# Green wood advice



## Dracone

Hullo! Just joined because I have a question I can;t sem to find information on hardly anywhere. I need to know a bit a bout green wood. I used to make walking sticks a long time ago and am trying to start again but last time I had acces to predried wood I was using (did not know it was pre dried at the time because I didnt know wood had to dry..) and this time I tried to chop my own down, and only after cutting it to size did I learn about having to dry the wood... SO! My questions are:

Does anyone know how likely they are to experience checking and what I can do to prevent it? They are Hickry saplings ranging from a half inch to an inch and a half in diameter, rouchly 4 to 6 fett tall,

Is checking a significant problem with walking sticks?
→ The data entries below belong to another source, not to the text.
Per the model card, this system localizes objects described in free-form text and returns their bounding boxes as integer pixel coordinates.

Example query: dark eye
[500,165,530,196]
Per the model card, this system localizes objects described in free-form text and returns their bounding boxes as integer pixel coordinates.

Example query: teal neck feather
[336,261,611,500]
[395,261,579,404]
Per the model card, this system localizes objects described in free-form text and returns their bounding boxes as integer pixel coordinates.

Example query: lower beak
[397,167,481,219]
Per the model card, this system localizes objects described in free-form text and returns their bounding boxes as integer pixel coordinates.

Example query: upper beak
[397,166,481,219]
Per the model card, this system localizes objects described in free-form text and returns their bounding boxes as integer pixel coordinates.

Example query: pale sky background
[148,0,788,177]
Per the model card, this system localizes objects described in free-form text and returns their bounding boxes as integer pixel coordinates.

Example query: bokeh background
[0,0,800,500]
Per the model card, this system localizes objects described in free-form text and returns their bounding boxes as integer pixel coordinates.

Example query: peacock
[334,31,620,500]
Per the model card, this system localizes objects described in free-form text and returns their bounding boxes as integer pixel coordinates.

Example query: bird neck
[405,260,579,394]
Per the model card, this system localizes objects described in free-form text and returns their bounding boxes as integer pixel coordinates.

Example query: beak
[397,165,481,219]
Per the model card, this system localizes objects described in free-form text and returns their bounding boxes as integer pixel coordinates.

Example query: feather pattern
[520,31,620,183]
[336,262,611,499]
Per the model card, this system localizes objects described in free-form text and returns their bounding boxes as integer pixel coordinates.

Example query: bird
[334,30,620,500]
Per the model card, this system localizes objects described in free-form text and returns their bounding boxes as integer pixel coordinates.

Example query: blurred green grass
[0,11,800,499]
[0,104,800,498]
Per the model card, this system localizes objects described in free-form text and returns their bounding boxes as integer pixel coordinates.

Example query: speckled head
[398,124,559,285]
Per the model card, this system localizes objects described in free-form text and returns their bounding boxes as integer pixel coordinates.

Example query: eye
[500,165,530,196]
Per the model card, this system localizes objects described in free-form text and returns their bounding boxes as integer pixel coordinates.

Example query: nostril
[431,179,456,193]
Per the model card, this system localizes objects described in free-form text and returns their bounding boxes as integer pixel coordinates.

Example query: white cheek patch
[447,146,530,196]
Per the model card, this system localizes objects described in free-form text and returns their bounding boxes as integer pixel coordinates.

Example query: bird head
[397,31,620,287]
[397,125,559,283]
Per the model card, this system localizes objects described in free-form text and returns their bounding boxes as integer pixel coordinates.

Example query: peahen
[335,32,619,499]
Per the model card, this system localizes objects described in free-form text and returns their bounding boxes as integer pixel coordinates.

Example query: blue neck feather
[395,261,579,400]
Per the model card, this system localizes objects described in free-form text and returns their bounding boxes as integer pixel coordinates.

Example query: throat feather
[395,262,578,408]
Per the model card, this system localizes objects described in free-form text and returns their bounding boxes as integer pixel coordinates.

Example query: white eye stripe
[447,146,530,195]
Is it likely to cause structural problems, or likely to be noticeable?

I read somewhere that if I sand it now it will leave the grain more pronounced when it dries, is this true?

And finally, checking and what not occurs when it dries so what if I were to go ahead and oil it, would that fix things or would it cause a different set of issues? And if the latter, how long do I need to let them dry minimum before I work on them?
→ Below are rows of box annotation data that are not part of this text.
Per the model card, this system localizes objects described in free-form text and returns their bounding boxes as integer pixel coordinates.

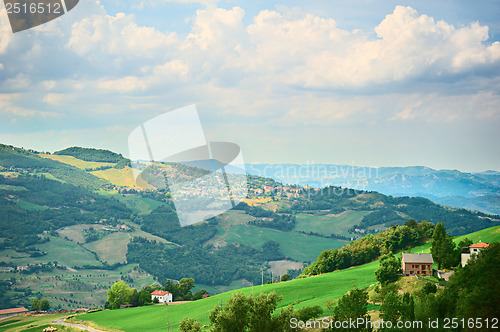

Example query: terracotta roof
[151,291,170,296]
[402,253,434,264]
[469,242,490,248]
[0,307,29,315]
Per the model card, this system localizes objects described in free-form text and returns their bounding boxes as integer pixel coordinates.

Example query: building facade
[461,242,490,267]
[151,291,174,303]
[401,253,434,276]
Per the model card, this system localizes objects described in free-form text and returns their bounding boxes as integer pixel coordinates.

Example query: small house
[461,242,490,267]
[151,291,173,303]
[0,307,29,318]
[401,253,434,276]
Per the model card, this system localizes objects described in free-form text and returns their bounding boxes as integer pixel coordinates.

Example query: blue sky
[0,0,500,171]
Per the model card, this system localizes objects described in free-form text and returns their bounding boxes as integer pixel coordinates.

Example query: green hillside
[77,226,500,332]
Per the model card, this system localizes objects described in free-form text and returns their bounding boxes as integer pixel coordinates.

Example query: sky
[0,0,500,172]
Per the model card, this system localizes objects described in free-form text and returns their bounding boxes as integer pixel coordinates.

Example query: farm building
[461,242,490,267]
[401,253,434,276]
[151,291,173,303]
[0,307,29,318]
Thank you in advance for the help.


----------



## Rodney

Welcome!

Hickory doesn't grow here so I can't answer some of your more specific questions.

In general I cut my sticks long. Any checking is more likely to happen at the ends due to they dry faster. If you've already cut to final length you can try coating the ends to slow down the drying (and checking) as they cure.

A safe rule of thumb for drying your own sticks is a year per inch of thickness. Sometimes you can get away with working them sooner. One of my canes kept moving after I shaped the handle so it's a little wavy in places because I didn't wait long enough.

Small checks aren't likely to cause any structural issues. Deeper ones can. Take it on an individual basis. They will most likely be noticeable. How to treat the cosmetic ones is a matter of personal taste.

Peeling green wood speeds up the drying process. It can lead to more checking. After the wood is dry to the touch you can try oiling it. It might help slow the drying down some.

Sometimes you can get away with working green wood. It will move and shrink a little as it dries but it isn't always a problem. Chair makers used to use green wood because it would tighten up the joints as it shrank.

I hope this helps,

Rodney


----------



## cobalt

sorry know nothing about the woods your using

but the rule of thumb is leave for a year per inch of wood just as rodney has stated you can always use a meter to check the miosture content


----------



## CAS14

If money isn't an object, Woodcraft and probably others sell a product that replaces the water within the cellular structure, so the advertisers say. Several years ago, I soaked green sticks in a 6" dia. PVC tube in this expensive Pentacryl for a month or so, and never experienced checking or cracking afterwards.

Otherwise, I've dealt with cracks as a natural phenomenon that can be ignored or filled with epoxy or wood filler prior to sanding and finishing.

Unless your wife allows you a generous budget for such things, I'd avoid the Pentacryl solution. However, I'd use it again if I acquired an incredible specimen that was green and likely to crack due to shrinkage.

Vance


----------



## MJC4

Welcome to the forums Dracone.

I have hickory,oak, maple, ash, red bud, cotton wood, sassafras, aspen, birch and a cpl other species of woods I can't identify in various stages of seasoning kicking around in my garage. As a general rule I can work the "harder" of the hardwoods after about a year of dry time.( hickory, oak, ash) The species of trees that grow quickly (soft maples, cotton wood, sassafras, birch) seem to absorb more water, hence the quicker growth. and they take a bit longer to dry. They also seem more susceptible to warpage or cracking Also as I carve some woods into "toppers" I cut those into about 12" to 18" pieces. Generally the smaller pieces are dry enough to carve in about six months.

Also you can speed the drying process a bit by storing sticks in a warm area such as the utility room or the basement. I have heard of some folks drying sticks in the attic. As I have enough seasoned wood to work, I choose to leave the bulk of mine in the garage and let nature takes it course.

If you can't wait perhaps you can work a couple wet while you wait on the rest to season.

Mark


----------



## Dracone

Thanks, I appreciate the help, I think that answers my questions. Its unfortunate that it takes so long to dry and will likely crack though :/ Id never had to worry about it before and figured even if it had to dry it would take like a week or two not a year.


----------



## Gloops

Moisture meters are pretty affordable these days and take out the guesswork, a reading around 15% is deemed dry, I dip ends of new cit shanks in melted candle wax and store horizontal in garage roof.


----------



## LilysDad

One thing that wasn't mentioned, it's better to cut your sticks in the winter when the sap is down. The stick will be a little drier to start with.


----------